What the Navy and industry really ought to be discussing is not what the contract type is, Petters said, but how mature is the product, how well is the risk understood. “If we really understand the risk register, then we can move to a fixed price environment.
“If we don’t understand the risk register, then it might be more cost effective to keep it in a cost type [environment] because I can guarantee you, if you put me in an environment where the risk register is undefined and you are going to force me to take a fixed price [type contract], I guarantee you, you will spend more money,” he added. “Because I would push that [cost] all the way up on the front end.”
If the Navy and industry do a cost type contract and share that risk, at the end of the day, the customer is only going to pay for what is done, Petters said. “So the discussion of the risk is what we really ought to be talking about.”
The real challenge, he noted, is that there is a budget process that feels fixed price.
“If you go through this process, it’s all about how much budget is there and what are the expenses against that budget,” Petters said. “But we look at our business from an investment return perspective. How much am I going to invest in this product and how much return am I going to get out of it?”

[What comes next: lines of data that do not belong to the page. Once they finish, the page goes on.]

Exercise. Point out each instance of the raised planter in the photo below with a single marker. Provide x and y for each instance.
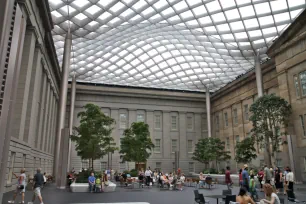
(83, 187)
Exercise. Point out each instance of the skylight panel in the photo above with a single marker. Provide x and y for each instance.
(200, 10)
(247, 11)
(140, 4)
(219, 17)
(80, 3)
(281, 17)
(93, 9)
(80, 16)
(251, 23)
(262, 8)
(117, 7)
(266, 20)
(232, 14)
(213, 6)
(105, 15)
(227, 3)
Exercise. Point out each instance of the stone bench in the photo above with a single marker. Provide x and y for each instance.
(84, 187)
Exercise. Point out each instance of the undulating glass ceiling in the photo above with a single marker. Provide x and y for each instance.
(172, 44)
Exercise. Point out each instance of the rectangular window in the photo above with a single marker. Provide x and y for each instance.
(191, 167)
(190, 146)
(296, 85)
(303, 82)
(173, 123)
(11, 167)
(140, 118)
(157, 122)
(246, 112)
(225, 119)
(158, 165)
(157, 146)
(189, 123)
(303, 125)
(123, 120)
(217, 122)
(24, 158)
(228, 146)
(235, 116)
(174, 146)
(103, 166)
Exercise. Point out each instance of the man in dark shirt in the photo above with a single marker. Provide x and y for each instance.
(38, 183)
(228, 179)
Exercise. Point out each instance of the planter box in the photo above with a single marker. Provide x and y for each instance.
(84, 187)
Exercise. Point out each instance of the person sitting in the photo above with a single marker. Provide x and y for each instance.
(271, 196)
(91, 182)
(202, 180)
(98, 185)
(243, 197)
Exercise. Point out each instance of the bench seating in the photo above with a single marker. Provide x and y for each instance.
(83, 187)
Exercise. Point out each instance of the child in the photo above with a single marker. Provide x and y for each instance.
(253, 189)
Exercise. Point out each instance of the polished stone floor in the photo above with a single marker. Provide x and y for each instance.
(151, 195)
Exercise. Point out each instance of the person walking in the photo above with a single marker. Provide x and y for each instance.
(245, 177)
(148, 176)
(21, 186)
(228, 179)
(267, 175)
(37, 185)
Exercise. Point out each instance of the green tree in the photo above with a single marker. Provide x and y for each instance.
(270, 115)
(93, 135)
(136, 144)
(245, 150)
(210, 149)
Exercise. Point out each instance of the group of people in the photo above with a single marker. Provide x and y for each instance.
(38, 182)
(271, 181)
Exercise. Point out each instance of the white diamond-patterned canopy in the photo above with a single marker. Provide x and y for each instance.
(168, 44)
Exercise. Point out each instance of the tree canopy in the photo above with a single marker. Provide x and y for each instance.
(270, 115)
(136, 144)
(93, 135)
(210, 149)
(245, 150)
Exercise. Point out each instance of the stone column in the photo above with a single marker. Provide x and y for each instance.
(63, 100)
(24, 84)
(72, 100)
(32, 108)
(10, 60)
(208, 111)
(258, 73)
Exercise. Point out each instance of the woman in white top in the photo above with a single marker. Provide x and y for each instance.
(21, 185)
(271, 196)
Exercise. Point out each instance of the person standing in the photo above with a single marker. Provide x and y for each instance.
(260, 177)
(228, 179)
(245, 177)
(267, 175)
(38, 183)
(21, 185)
(290, 179)
(148, 176)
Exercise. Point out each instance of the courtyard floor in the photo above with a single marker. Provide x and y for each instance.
(151, 195)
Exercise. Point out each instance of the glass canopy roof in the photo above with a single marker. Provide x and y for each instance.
(171, 44)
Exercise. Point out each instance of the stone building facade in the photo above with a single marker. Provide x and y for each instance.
(29, 76)
(176, 120)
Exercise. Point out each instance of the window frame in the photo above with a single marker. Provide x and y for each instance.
(155, 151)
(173, 145)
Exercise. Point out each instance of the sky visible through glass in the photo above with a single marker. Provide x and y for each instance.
(168, 44)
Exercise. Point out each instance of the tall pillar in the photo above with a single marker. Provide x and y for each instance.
(72, 100)
(10, 65)
(258, 73)
(208, 112)
(62, 100)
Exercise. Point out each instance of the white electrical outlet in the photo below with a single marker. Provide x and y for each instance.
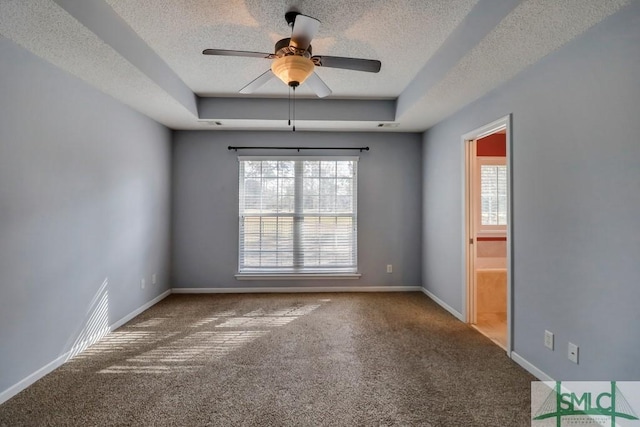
(548, 340)
(573, 353)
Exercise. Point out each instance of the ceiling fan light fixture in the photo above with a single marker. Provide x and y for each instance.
(292, 69)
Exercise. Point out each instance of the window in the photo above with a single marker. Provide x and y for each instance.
(297, 215)
(492, 195)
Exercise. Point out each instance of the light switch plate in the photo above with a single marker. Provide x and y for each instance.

The acquisition community has to bridge having a fixed price budget environment and a risk sharing, investment return, acquisition environment, Petters said. “I think one of the things that is missing is that we–all of us–don’t do a very good job of communicating back to the taxpayers what risks there are.
“We take on a project that’s fraught with technological risk and both the company and the government decided that because there is so much risk in this project we are going to go down a cost type contract. So we sign a cost contract for the budget,” Petters said. “When we have done that, we’ve said here is how much risk we have got and if we retire all that risk, we will come in under budget.”
So now industry begins working on the project and is able to retire 80 percent, 90 percent of the risk, he said. “We invent stuff to get us to the finish line there. We retire 90 percent of the risk. We [then] have to go back to the taxpayers and say ‘you know what, we have to share the other 10 percent…’ and we are bums.”
That’s why industry and the customer have to do a better job of explaining how much risk there is in this program as it goes forward, Petters added.
“Now the challenge is, in our environment today, if you say you have a program that’s got a little bit of risk in it, suddenly the desire to participate in that program diminishes,” he said. “There has to be a level of maturity that says, ‘we can have a mature conversation about here is where we think the risks are, here is where we think the challenges are.’ We need to communicate that, so when the taxpayers agree to commit national resources to this project they understand there is a risk sharing element to it.”
The contract type, whether cost plus or fixed price, will come out of those discussions, Petters added.
“But the real discussion has to be, ‘what are we really signing up for, how many things do we have to accomplish to get this done; is it okay if you get eight out of 10?’ The environment we’ve been in with all the lead ships we have under construction, the environment we have been in is, if you don’t retire 100 percent of your risk, 100 [percent] successfully, you guys are bums.”